Suboptimal molecular response to tyrosine kinase inhibition associated with acquisition of a T240A ABL1 kinase domain mutation in a patient with chronic myeloid leukemia
DOI:
https://doi.org/10.32471/exp-oncology.2312-8852.vol-41-no-1.12685Keywords:
T240A ABL1Abstract
Over the last twenty years, chronic myeloid leukemia (CML) has come to be considered a paradigm for rationally selected, targeted inhibition of the disease-specific, BCR-ABL1 tyrosine kinase activity. However, a minor but significant numbers of patients either fail, or have suboptimal responses to first line tyrosine kinase inhibitor (TKI) therapy. The causes of a suboptimal response are many, with the acquisition of ABL1 kinase domain mutations (KDMs) contributing to resistance being widely studied. These ABL1 KDMs usually become apparent within the first two years of starting TKI therapy and their discovery has led to the development of second and third generation TKIs [1]. ABL1 KDMs have been detected throughout the kinase domain with ten common mutations accounting for the majority of those observed [2]. However, rare and novel mutations continue to be detected in TKI-resistant patients with reporting of such cases necessary for future understanding of real-world CML patient management [3].
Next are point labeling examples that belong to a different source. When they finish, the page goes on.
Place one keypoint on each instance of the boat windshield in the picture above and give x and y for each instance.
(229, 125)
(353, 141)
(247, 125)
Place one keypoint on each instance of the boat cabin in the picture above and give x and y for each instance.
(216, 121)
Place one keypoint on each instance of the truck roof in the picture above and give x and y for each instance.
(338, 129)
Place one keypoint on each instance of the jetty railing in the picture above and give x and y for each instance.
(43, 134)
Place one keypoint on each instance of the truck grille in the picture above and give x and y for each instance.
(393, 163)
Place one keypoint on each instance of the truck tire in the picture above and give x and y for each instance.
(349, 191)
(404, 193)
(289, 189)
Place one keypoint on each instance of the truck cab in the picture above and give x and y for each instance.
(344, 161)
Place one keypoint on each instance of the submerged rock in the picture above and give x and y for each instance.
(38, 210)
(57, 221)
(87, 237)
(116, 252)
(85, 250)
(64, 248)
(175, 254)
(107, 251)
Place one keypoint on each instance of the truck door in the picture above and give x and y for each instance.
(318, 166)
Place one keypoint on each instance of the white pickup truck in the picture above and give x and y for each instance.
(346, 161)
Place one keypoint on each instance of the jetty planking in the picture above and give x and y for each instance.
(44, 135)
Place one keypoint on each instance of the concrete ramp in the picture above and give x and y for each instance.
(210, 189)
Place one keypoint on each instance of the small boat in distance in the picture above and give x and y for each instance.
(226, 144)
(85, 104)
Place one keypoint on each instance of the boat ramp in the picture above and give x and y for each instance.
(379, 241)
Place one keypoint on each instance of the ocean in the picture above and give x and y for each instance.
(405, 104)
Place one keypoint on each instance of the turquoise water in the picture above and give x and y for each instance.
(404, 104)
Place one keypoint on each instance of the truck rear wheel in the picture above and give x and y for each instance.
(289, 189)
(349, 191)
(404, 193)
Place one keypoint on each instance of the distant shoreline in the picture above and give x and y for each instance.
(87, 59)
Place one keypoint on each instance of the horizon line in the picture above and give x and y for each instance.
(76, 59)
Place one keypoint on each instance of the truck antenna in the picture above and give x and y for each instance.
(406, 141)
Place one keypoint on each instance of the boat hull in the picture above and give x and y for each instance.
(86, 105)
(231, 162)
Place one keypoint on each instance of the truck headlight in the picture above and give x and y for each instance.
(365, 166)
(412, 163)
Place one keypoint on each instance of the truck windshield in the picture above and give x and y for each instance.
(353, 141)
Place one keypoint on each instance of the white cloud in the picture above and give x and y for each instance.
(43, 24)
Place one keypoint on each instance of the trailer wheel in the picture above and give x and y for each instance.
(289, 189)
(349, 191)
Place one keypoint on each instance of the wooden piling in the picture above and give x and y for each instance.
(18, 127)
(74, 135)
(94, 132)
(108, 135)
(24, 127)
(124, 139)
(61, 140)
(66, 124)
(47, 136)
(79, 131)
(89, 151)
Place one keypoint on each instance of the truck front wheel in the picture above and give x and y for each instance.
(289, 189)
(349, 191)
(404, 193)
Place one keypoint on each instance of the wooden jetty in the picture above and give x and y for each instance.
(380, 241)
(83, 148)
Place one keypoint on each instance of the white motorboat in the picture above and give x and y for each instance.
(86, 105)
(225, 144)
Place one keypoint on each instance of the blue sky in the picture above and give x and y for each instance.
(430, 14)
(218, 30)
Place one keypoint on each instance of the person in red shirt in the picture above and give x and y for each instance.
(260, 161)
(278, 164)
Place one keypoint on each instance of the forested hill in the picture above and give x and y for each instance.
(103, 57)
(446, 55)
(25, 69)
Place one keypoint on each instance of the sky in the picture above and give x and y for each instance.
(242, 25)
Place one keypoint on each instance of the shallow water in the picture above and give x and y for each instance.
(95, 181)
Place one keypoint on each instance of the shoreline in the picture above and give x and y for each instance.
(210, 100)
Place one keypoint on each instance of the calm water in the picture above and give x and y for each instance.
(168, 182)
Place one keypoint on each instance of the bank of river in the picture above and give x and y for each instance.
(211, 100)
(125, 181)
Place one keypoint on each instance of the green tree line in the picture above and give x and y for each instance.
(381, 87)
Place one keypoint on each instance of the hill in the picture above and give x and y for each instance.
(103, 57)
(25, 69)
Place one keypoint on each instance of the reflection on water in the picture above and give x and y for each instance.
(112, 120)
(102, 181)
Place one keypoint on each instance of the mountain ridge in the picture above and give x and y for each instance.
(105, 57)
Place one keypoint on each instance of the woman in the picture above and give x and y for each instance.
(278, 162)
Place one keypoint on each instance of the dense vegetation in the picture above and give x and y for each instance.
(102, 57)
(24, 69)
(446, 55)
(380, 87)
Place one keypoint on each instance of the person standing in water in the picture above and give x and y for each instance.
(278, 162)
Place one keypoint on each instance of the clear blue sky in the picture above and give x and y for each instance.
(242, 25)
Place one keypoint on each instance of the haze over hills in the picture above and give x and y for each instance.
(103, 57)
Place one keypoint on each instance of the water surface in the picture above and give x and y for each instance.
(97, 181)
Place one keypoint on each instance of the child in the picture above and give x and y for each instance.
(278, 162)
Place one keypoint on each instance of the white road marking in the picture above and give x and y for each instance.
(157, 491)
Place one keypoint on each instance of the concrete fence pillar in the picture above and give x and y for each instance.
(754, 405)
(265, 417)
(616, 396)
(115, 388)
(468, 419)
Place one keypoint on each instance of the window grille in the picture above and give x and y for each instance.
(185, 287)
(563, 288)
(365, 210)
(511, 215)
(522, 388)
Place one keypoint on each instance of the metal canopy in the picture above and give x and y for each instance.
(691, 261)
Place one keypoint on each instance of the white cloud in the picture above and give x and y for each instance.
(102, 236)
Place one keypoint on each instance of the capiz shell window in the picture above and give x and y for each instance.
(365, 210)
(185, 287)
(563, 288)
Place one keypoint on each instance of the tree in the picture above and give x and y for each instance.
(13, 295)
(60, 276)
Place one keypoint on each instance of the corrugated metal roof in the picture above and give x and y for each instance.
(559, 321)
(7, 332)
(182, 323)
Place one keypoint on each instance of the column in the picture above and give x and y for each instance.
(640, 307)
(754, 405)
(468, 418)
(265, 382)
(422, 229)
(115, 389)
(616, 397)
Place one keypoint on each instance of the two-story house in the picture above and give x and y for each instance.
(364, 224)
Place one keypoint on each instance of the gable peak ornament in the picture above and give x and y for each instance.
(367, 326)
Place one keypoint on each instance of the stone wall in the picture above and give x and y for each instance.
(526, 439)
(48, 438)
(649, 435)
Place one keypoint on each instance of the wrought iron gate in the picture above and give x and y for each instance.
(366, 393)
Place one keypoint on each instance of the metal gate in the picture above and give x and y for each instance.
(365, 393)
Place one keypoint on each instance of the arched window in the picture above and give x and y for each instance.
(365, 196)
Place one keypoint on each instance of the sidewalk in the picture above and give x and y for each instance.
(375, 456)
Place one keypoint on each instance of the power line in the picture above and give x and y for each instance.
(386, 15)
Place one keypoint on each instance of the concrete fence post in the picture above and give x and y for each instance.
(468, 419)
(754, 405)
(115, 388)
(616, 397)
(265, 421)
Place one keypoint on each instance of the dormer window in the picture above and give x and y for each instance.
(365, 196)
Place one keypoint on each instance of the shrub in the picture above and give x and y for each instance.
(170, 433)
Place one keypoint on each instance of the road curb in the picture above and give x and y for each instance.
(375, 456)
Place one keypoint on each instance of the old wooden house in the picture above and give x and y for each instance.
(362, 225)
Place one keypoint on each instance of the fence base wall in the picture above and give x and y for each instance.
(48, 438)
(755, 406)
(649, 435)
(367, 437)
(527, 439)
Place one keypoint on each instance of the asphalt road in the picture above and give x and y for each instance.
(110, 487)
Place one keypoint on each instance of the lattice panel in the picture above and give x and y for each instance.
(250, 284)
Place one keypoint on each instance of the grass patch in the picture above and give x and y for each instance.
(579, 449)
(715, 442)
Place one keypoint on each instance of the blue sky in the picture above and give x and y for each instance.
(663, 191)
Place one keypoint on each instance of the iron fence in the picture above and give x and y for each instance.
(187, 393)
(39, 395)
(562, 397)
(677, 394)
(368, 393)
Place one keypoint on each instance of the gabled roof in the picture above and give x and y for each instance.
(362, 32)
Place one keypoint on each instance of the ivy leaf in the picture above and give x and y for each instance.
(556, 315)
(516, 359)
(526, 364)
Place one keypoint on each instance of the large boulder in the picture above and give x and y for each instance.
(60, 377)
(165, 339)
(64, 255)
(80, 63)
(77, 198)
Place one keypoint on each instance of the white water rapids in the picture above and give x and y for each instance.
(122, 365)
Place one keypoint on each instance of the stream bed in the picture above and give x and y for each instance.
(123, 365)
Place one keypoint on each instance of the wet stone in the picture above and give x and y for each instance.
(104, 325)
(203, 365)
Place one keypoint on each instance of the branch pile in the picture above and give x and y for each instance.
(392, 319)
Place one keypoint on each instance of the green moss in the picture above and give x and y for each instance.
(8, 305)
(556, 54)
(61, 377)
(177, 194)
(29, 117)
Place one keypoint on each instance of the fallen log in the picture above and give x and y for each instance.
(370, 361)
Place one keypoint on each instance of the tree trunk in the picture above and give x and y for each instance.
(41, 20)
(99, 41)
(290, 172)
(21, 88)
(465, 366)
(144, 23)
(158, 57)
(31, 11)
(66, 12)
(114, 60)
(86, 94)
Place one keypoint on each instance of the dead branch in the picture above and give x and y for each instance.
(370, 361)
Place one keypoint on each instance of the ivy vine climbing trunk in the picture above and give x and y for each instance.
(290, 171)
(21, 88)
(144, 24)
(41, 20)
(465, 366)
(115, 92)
A 44 year-old man presented with fatigue, weight loss, night sweats, abdominal discomfort, and a hemoglobin of 9.9 g/dl, white cell count of 353.9•109/l and platelet count of 130•109/l. The patient had a marked splenomegaly detected 17 cm below the costal margin. Bone marrow aspirate showed hypercellularity, myeloid metaplasia, only 1% basophils and no myeloblasts with cytogenetics detecting the t(9;22) translocation in all metaphases analysed. Quantitative reverse-transcription polymerase chain reaction detected e13a2 BCR-ABL1 transcripts at a high level, all consistent with a diagnosis of high-risk (Sokal score 1.5; EUTOS score 88), chronic phase CML. The patient commenced nilotinib 300 mg twice daily with BCR-ABL1 transcript levels decreasing very slowly (Figure). Within the first year of treatment he experienced intermittent eye irritation, conjunctival hyperemia which required occasional steroid eye drops and ocular lubricant, and a persistent sensation of asthenia with regular myalgias. His peripheral blood BCR-ABL1 transcript level (Internationally Standardised) at twelve months was a suboptimal 4.87% prompting switch to dasatinib 100 mg once daily increased to 140 mg once daily. At twenty months post-diagnosis, the BCR-ABL1 transcript level was 2.12% triggering analysis for an ABL1 KDM as previously described [4] and of which no mutation was detected (Figure). Despite a continued slow decline in BCR-ABL1 transcripts, a major molecular response was never achieved with re-analysis for an ABL1 KDM at 47 months detecting an ABL1 T240A mutation (c.718A>G, p.Thr240Ala; reference sequence NM_005157.5). The patient is currently well with persistent thrombocytopenia secondary to dasatinib and occasional myalgias. He continues attending for regular close molecular monitoring with a most recent BCR-ABL1 level of 0.15% five years post diagnosis.

To date, real-world evidence of the degree of TKI resistance conferred by acquisition of the ABL1 KDM T240A has been unclear: this mutation has been previously described once in highly selected CML stem cells cultured in vitro and once at a low level in a CML patient with multiple other mutations during second line dasatinib therapy [5, 6]. The case reported herein provides evidence for acquisition of the T240A mutation to contribute to a sub-optimal molecular response in a patient with chronic phase CML. Whether the T240A mutation was present at a level below the detection sensitivity of Sanger sequencing at 20 months is not known. The introduction of next-generation, deep-sequencing approaches are likely to improve ABL1 KDM detection allowing a timelier re-consideration of TKI therapy [7].